For detailed security guidance, see: Security Reference | Runtime & Network | Supply Chain & Compliance
Reliability Essentials
Pod Disruption Budgets
Create PDBs for every production workload with >1 replica:
| Workload | Recommended PDB |
|---|---|
| Stateless (3+ replicas) | minAvailable: "50%" |
| Stateful quorum (3) | maxUnavailable: 1 |
| Batch/job | maxUnavailable: "50%" |
| Singleton | No PDB (would block all disruptions) |
Health Probe Strategy
| Probe | Purpose | Key Rule |
|---|---|---|
| Startup | Wait for slow init | Use for apps >10s startup |
| Readiness | Traffic routing | ✅ Check dependencies here |
| Liveness | Detect deadlocks | ❌ Never check dependencies |
Critical rule: Liveness probes must NOT check external dependencies.

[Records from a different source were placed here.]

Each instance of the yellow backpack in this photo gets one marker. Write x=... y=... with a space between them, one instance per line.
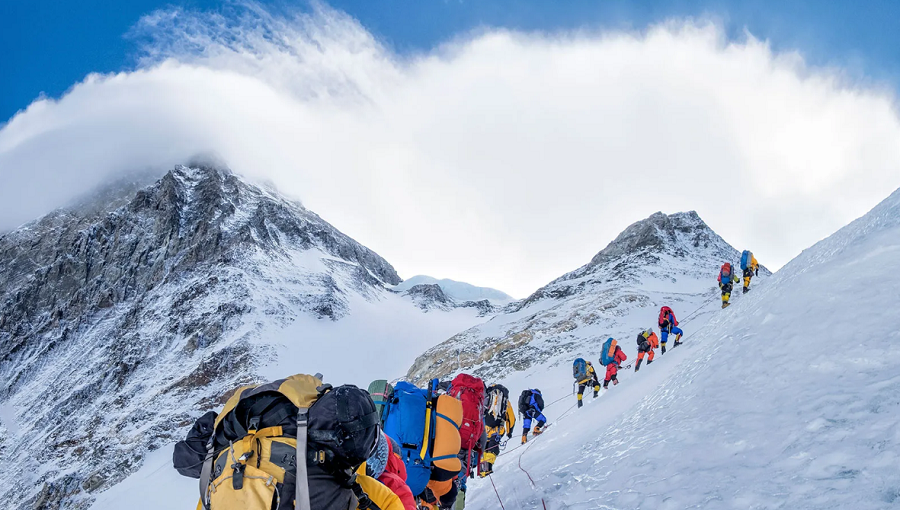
x=251 y=459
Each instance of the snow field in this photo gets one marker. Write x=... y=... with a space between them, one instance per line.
x=787 y=399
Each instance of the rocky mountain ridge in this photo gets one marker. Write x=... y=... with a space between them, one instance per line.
x=124 y=318
x=663 y=259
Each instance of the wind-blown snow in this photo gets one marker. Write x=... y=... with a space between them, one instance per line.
x=459 y=291
x=787 y=399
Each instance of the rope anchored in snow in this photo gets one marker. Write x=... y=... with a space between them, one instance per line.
x=497 y=493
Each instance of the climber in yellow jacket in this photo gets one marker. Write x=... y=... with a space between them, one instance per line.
x=499 y=421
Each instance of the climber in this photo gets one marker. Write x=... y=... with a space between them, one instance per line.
x=531 y=405
x=612 y=368
x=750 y=267
x=647 y=341
x=668 y=324
x=727 y=279
x=248 y=452
x=499 y=420
x=386 y=466
x=584 y=373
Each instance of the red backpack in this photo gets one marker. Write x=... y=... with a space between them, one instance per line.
x=664 y=315
x=725 y=274
x=470 y=391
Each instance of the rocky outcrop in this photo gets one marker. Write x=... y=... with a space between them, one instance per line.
x=121 y=316
x=663 y=259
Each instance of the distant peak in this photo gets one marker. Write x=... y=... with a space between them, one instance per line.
x=654 y=233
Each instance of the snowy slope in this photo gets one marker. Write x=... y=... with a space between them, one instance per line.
x=459 y=291
x=662 y=260
x=124 y=320
x=788 y=399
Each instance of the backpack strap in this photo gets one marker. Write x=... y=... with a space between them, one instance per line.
x=301 y=484
x=206 y=473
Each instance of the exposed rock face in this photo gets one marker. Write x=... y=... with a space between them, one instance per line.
x=121 y=317
x=662 y=260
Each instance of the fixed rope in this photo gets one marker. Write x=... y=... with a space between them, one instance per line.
x=497 y=493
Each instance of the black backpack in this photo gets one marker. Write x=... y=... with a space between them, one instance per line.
x=495 y=408
x=525 y=401
x=341 y=433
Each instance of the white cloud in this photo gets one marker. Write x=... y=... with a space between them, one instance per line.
x=502 y=159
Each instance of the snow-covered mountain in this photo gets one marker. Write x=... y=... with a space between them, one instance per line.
x=458 y=291
x=662 y=260
x=787 y=399
x=124 y=318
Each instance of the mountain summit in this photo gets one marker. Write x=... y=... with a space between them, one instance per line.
x=661 y=260
x=124 y=318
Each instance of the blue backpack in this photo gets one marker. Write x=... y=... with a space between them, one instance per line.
x=405 y=424
x=609 y=352
x=579 y=369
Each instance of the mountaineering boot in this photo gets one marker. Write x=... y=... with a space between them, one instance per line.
x=460 y=501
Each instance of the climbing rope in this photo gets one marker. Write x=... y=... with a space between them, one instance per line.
x=533 y=486
x=497 y=493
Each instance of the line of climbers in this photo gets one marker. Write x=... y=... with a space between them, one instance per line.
x=728 y=277
x=389 y=448
x=612 y=356
x=298 y=443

If the database goes down and liveness checks the DB, ALL pods restart — causing cascading failure.
Graceful Shutdown Pattern
spec:
terminationGracePeriodSeconds: 60
containers:
- lifecycle:
preStop:
exec:
command: ["/bin/sh", "-c", "sleep 15"]
Why sleep 15: Gives kube-proxy and load balancer time to remove the pod from traffic routing before SIGTERM.
Multi-AZ Distribution
topologySpreadConstraints:
- maxSkew: 1
topologyKey: topology.kubernetes.io/zone
whenUnsatisfiable: DoNotSchedule
For detailed reliability guidance, see: Reliability & Resiliency — Core (see also reliability-advanced.md for DR, deployment strategies, and large-cluster guidance)
Cluster Upgrade Strategy
Upgrade Sequence (Strict Order)
1. Control Plane → 2. EKS Add-ons → 3. Data Plane → 4. Custom Add-ons
Pre-Upgrade Checklist
- Check EKS Cluster Insights for upgrade readiness
- Scan for deprecated APIs (Pluto, kube-no-trouble)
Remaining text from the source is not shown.